Suncor Energy delivers a strong quarter and rewards shareholders
Canadian energy giant Suncor Energy delivered a solid second quarter today, despite significantly lower oil prices. Net earnings rose to $729 million in the second quarter, a stark contrast to the $341 million loss in Q1 of this year. The company generated $2.16 billion in cash flow from operations, a 10% drop from the same period last year but a 46% increase from Q1. The second quarter improvement was attributed mostly to much higher oil prices and improved margins in its downstream refining business.
The recent 20% increase in Alberta’s corporate tax rate cost the company $423 million in the second quarter.
OIL SANDS OPERATIONS
Excluding Suncor’s share of Syncrude’s production, oil sands production averaged 423,800 barrels per day (bpd), versus 378,800 bpd in the first quarter of this year. Cash operating costs fell to $28.00 from $34.10 for the same period last year. The 18% drop was attributed to higher production rates and lower natural gas prices. Syncrude contributed an additional 24,900 bpd to the company’s upstream production rates.
The average selling price for bitumen and Synthetic Crude Oil produced from its oil sands operations was $60.81 per barrel in the second quarter, down significantly from the $96.40 per barrel realized for the same period last year. However, second quarter prices were 28% higher than the first quarter of 2015.
Suncor’s oil sands mining operations produced an average of 315,000 bpd in the second quarter, compared to 256,100 bpd for the same period last year. A planned maintenance turnaround was completed at Upgrader 1 in the second quarter. Maintenance of a vacuum unit and a coker unit at Upgrader 2 is set to commence at the end of the third quarter.
The company spent $237 million in capital expenditures in the second quarter, dedicated mostly to maintenance and reliability activities at the mining operation.
Firebag & MacKay River
A planned maintenance shutdown at Firebag reduced output to 168,100 bpd in the last quarter, down 2.5% from the same time last year. The steam-to-oil ratio at Firebag was reduced from 2.9 in 2014 to an average of 2.6 in 2015. The improvement was attributed to improved reservoir performance at the SAGD facility.
Operational improvements at MacKay River boosted production 15% to 31,500 bpd, as compared to the same time last year. Steam-to-oil ratio rose slightly to 3.0 in the second quarter.
All capital expenditures for Suncor's SAGD operations at both Firebag and MacKay River are dedicated to maintaining production. The company did not comment on future expansion plans for either in-situ facility.
Fort Hills Oil Sands Mine
The company reported that the Fort Hills Oil Sands Project remains on schedule with detailed engineering 89% complete and construction 35% progressed by the end of the second quarter. The project schedule remains unchanged with start-up still planned for the end of 2017. Fort Hills will add 73,000 bpd to Suncor’s upstream production with full production expected one year after start-up.

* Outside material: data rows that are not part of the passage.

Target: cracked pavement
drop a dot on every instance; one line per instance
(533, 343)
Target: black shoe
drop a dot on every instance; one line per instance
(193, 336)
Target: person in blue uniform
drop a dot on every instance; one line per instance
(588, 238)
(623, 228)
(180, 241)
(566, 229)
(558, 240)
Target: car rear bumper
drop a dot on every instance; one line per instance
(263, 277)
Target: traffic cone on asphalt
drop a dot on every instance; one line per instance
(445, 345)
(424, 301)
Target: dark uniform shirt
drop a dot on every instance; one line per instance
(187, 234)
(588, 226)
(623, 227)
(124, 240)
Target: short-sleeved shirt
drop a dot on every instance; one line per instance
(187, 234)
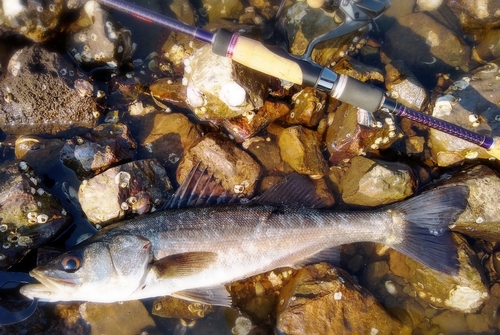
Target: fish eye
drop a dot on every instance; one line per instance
(71, 263)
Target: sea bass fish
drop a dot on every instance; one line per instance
(191, 253)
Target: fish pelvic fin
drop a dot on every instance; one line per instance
(427, 238)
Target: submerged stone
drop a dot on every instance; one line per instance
(235, 170)
(373, 183)
(136, 187)
(321, 299)
(40, 95)
(96, 151)
(29, 215)
(299, 147)
(470, 102)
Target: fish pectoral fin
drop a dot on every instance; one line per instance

Almost $500 million in capital expenditures was spent on Fort Hills in the last quarter. Fort Hills accounts for almost one-third of Suncor’s total capital expenditures, which is projected to be between $5.8 to $6.4 billion for the full year.
2015 FULL YEAR OUTLOOK
The company revised its 2015 outlook and boosted average production rates to between 550,000 to 595,000 boe/d for the full year. Production from its oil sands operation is expected to be between 410,000 to 440,000 bpd. Operating costs for all of its oil sands operations is expected to average between $28 to $31 per barrel in 2015.
POPLAR CREEK COGENERATION FACILITY
The company recently swapped its Kent Breeze and Wintering Hills wind power facilities for TransAlta’s Poplar Creek Cogeneration Facility which will provide steam and power to Suncor’s operation in Fort McMurray.
The company raised its quarterly dividend by $0.01 (or 4%) to $0.29 per share. Suncor stock (TSX:SU) currently yields about 3.3%.